Last month I outlined the 10 Fundamentals of Adaptive Marketing. Here are 3 real life examples of adaptive marketing done at its best:
Coca Cola Freestyle
According to Millward-Brown, one of the world’s leading brand equity research firms, Coca-Cola is the World’s 6th Most Valuable Brand.
In 2009, the company introduced Coca-Cola Freestyle, a touch screen soda fountain, to the US market. The machine features over 125 different Coca-Cola drink products and custom flavours. It allows consumers to choose from mixtures of flavours of Coca-Cola branded products which are then dispensed individually. Machines are currently located in major Coca-Cola partners and retail locations as a part of a steady roll out to market.
Customers choose a base product, which they can then supplement with additional flavouring. Diet and Zero products remain low or no calorie, even with the flavourings added.
There are a wide range of products and flavours available:
Coca-Cola, Diet Coca-Cola and Caffeine Free Diet Coca-Cola, Coca-Cola Zero; Sprite and Sprite Zero; Powerade ION4 and Zero; Fanta and Fanta Zero; Hi-C; Minute Maid Lemonade and Minute Maid Light Lemonade; Dasani Still Water and Dasani Sensations; Barq’s and Diet Barq’s, Vault Red Blitz; Pibb Xtra and Pibb Zero and Dr. Pepper’s.
Flavours include cherry, fruit punch, grape, lime, orange, peach, raspberry, strawberry or vanilla.

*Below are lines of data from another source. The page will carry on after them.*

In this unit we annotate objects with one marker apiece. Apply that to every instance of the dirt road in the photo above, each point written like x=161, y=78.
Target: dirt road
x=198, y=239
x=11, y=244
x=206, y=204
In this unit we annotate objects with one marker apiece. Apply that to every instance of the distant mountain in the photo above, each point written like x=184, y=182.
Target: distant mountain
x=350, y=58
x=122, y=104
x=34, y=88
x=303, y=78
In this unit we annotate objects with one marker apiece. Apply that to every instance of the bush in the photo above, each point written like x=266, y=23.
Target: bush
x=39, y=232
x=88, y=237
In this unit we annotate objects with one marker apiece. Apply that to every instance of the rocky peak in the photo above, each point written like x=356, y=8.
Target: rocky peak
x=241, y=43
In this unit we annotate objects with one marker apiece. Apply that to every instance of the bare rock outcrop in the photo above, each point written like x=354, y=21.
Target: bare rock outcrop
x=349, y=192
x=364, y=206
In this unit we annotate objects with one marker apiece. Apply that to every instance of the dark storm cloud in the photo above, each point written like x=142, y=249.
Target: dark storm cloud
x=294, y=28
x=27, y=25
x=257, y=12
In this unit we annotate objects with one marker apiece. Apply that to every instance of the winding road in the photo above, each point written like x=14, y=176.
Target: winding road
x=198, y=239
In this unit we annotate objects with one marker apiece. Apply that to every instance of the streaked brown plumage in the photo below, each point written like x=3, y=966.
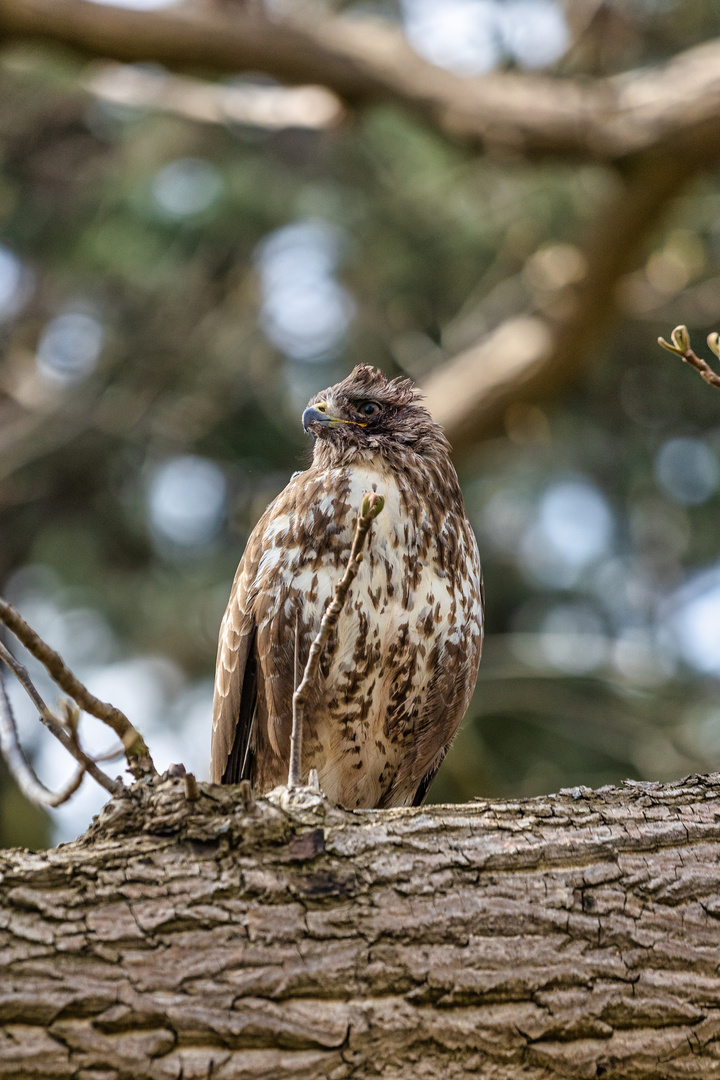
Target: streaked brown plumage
x=398, y=671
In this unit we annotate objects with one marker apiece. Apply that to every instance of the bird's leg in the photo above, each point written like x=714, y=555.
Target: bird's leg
x=372, y=503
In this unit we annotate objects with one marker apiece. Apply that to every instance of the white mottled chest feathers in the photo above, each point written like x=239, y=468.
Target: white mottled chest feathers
x=413, y=612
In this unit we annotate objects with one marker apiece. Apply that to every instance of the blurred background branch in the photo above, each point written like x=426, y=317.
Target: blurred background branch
x=209, y=211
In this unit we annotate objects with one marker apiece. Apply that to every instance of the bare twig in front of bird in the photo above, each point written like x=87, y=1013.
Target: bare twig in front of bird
x=139, y=763
x=66, y=734
x=372, y=503
x=679, y=343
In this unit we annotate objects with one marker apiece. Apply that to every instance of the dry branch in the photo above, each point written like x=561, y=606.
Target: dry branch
x=365, y=62
x=663, y=123
x=532, y=355
x=21, y=768
x=572, y=935
x=139, y=761
x=68, y=739
x=372, y=504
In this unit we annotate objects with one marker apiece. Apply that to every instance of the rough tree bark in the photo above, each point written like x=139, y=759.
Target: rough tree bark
x=571, y=935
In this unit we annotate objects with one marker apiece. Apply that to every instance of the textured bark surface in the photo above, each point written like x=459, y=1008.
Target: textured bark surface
x=572, y=935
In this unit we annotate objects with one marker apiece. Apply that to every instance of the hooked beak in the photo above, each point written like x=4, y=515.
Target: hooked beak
x=318, y=415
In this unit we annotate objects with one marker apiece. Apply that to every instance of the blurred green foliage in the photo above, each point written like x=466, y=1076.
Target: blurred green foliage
x=434, y=247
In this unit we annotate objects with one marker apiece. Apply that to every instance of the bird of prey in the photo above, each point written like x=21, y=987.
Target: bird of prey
x=398, y=670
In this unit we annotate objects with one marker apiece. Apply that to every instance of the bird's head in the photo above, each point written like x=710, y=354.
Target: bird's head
x=367, y=415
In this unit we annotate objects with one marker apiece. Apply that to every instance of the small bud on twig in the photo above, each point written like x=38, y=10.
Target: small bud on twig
x=680, y=346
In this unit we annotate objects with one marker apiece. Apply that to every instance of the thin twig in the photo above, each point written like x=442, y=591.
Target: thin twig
x=18, y=765
x=680, y=346
x=139, y=763
x=372, y=503
x=69, y=741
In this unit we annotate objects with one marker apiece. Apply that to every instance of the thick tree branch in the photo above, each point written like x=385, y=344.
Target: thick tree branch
x=367, y=62
x=534, y=354
x=571, y=935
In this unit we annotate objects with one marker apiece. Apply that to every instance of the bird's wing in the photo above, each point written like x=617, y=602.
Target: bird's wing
x=448, y=694
x=235, y=674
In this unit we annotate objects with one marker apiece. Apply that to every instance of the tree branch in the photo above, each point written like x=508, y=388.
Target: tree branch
x=372, y=504
x=21, y=768
x=369, y=62
x=569, y=935
x=139, y=761
x=68, y=740
x=534, y=354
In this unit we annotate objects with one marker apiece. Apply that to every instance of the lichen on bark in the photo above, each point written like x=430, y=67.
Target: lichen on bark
x=571, y=935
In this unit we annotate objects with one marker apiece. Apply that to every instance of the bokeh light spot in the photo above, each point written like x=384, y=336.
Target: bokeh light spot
x=687, y=469
x=186, y=187
x=70, y=347
x=187, y=500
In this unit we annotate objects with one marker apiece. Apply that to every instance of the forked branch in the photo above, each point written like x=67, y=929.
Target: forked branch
x=139, y=763
x=372, y=503
x=65, y=733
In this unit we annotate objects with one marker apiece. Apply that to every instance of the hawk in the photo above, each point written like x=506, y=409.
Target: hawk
x=399, y=667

Testing began in Georgia, Southern California and Utah in July 2009 and had rolled out to 60+ locations around America by the end of that summer.
One of the largest cinema chains in the USA, Carmike Cinemas, installed Freestyle machines in several markets. These machines included flavours not previously available to the American market including Orange Coke which was previously sold only in Russia and the Baltics as well as flavoured Dasani waters.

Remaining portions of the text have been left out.